The firm continued to explore the potential of expense reduction; its net operating cash flow improved marginally. In 1H25, expense ratio fell 1.5ppt YoY to 17%; selling, G&A, and R&D expense ratios fell 0.9ppt, 0.4ppt, and 0.2ppt YoY; financial expense ratio remained largely flat due to declines in employee compensation, promotional expenses, advertising expenses, and business reception expenditures. Credit impairment reduced profit by Rmb430mn in 1H25 and by Rmb286mn in 2Q25. After excluding the impact of the credit impairment, operating profit margin was about 8.6% in 2Q25, with YoY decline narrowing to 1ppt. Net operating cash flow was - Rmb400mn in 1H25, marginally improving YoY (vs. -Rmb1.3bn a year earlier).
Financials and valuation
Considering demand is slightly lower than we expected, we cut our shipment assumption.

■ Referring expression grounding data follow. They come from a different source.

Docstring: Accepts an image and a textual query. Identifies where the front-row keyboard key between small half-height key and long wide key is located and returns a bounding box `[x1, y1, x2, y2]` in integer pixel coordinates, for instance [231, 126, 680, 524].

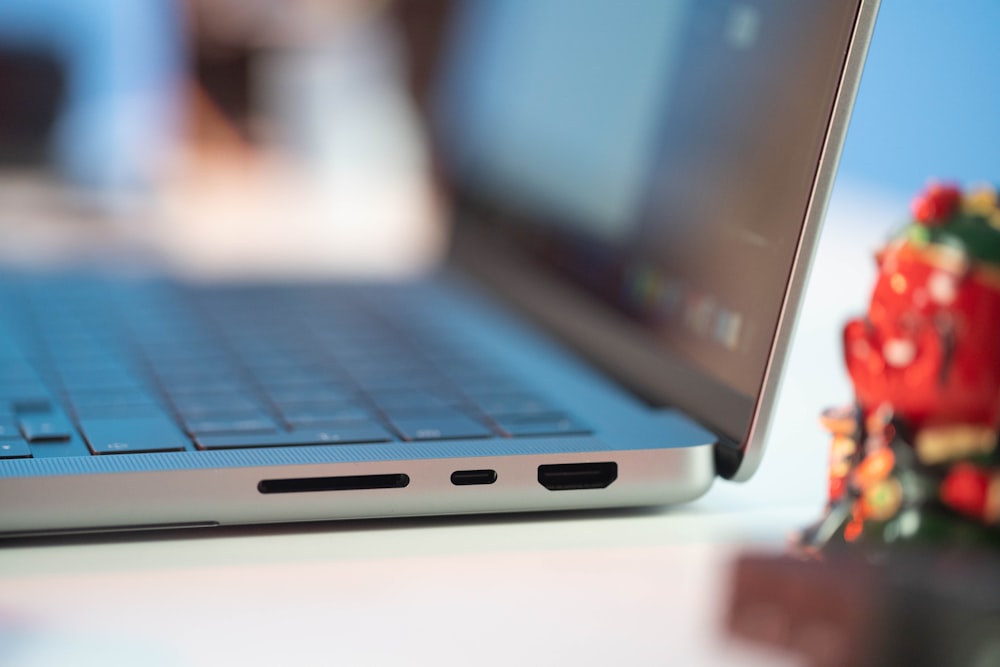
[80, 415, 190, 454]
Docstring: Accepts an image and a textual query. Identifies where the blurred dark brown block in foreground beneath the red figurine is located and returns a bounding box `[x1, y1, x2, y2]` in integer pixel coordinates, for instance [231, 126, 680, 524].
[726, 550, 1000, 667]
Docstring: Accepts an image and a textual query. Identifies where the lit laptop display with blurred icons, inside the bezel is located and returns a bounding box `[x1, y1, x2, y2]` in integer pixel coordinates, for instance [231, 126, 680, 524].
[438, 0, 857, 434]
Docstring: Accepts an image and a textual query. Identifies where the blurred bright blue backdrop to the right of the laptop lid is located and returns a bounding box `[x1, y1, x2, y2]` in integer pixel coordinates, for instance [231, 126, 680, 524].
[839, 0, 1000, 196]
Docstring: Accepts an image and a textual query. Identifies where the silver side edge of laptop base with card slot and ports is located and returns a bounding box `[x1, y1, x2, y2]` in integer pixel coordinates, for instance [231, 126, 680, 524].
[0, 444, 715, 537]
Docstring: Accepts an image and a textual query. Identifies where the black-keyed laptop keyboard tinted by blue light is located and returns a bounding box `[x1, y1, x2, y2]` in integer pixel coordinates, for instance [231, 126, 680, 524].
[0, 277, 588, 458]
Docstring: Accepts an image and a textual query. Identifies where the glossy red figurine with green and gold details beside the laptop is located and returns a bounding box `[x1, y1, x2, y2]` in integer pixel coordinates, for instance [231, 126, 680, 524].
[799, 184, 1000, 551]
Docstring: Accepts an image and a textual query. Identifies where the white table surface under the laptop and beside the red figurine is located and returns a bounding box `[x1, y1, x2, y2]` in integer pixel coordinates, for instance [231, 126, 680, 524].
[0, 180, 906, 665]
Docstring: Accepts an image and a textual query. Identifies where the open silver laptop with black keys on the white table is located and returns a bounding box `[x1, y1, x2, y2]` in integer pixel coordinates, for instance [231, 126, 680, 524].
[0, 0, 876, 536]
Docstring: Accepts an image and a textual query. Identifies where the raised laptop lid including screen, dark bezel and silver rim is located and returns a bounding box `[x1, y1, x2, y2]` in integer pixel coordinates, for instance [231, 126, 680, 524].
[435, 0, 876, 479]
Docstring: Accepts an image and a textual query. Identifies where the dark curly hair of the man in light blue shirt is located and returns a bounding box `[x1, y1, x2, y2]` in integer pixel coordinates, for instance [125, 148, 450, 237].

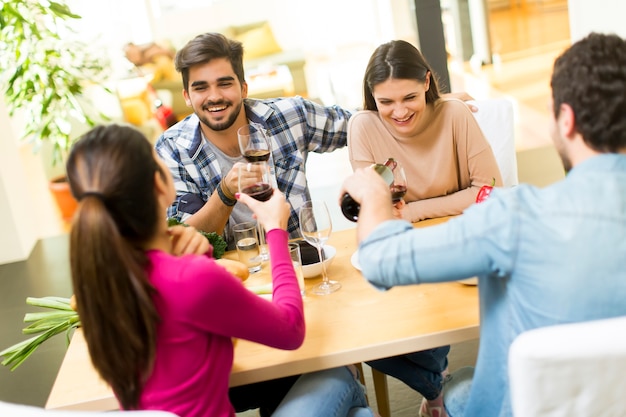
[550, 33, 626, 153]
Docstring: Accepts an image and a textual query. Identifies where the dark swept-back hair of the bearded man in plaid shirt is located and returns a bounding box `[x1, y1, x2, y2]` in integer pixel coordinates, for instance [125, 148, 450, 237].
[176, 33, 245, 91]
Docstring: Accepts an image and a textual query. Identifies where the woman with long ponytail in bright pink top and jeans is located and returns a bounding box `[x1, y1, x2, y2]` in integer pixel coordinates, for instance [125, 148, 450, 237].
[67, 125, 371, 417]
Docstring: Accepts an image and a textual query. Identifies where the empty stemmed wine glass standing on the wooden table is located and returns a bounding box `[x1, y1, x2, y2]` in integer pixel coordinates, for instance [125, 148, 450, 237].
[298, 200, 341, 295]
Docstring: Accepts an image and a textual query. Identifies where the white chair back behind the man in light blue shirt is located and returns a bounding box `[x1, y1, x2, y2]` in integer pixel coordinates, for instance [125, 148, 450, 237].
[509, 317, 626, 417]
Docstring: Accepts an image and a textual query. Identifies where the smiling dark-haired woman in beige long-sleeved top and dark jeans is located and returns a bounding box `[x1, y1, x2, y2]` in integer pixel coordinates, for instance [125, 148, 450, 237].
[348, 41, 502, 417]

However, considering the firm's better-than-expected expense ratio control, we maintain our 2025 EPS forecast of Rmb0.55. We cut our 2026 EPS forecast by 11% to Rmb0.75 due to uncertainties in demand. The stock is trading at 23x 2025e and 17x 2026e P/E. We maintain an OUTPERFORM rating and TP of Rmb16, implying 29x and 21x 2025e and 2026e P/E and offering 28% upside.
Risks
Changes in industry policies; weaker-than-expected demand; fluctuations in raw material prices; intensifying market competition.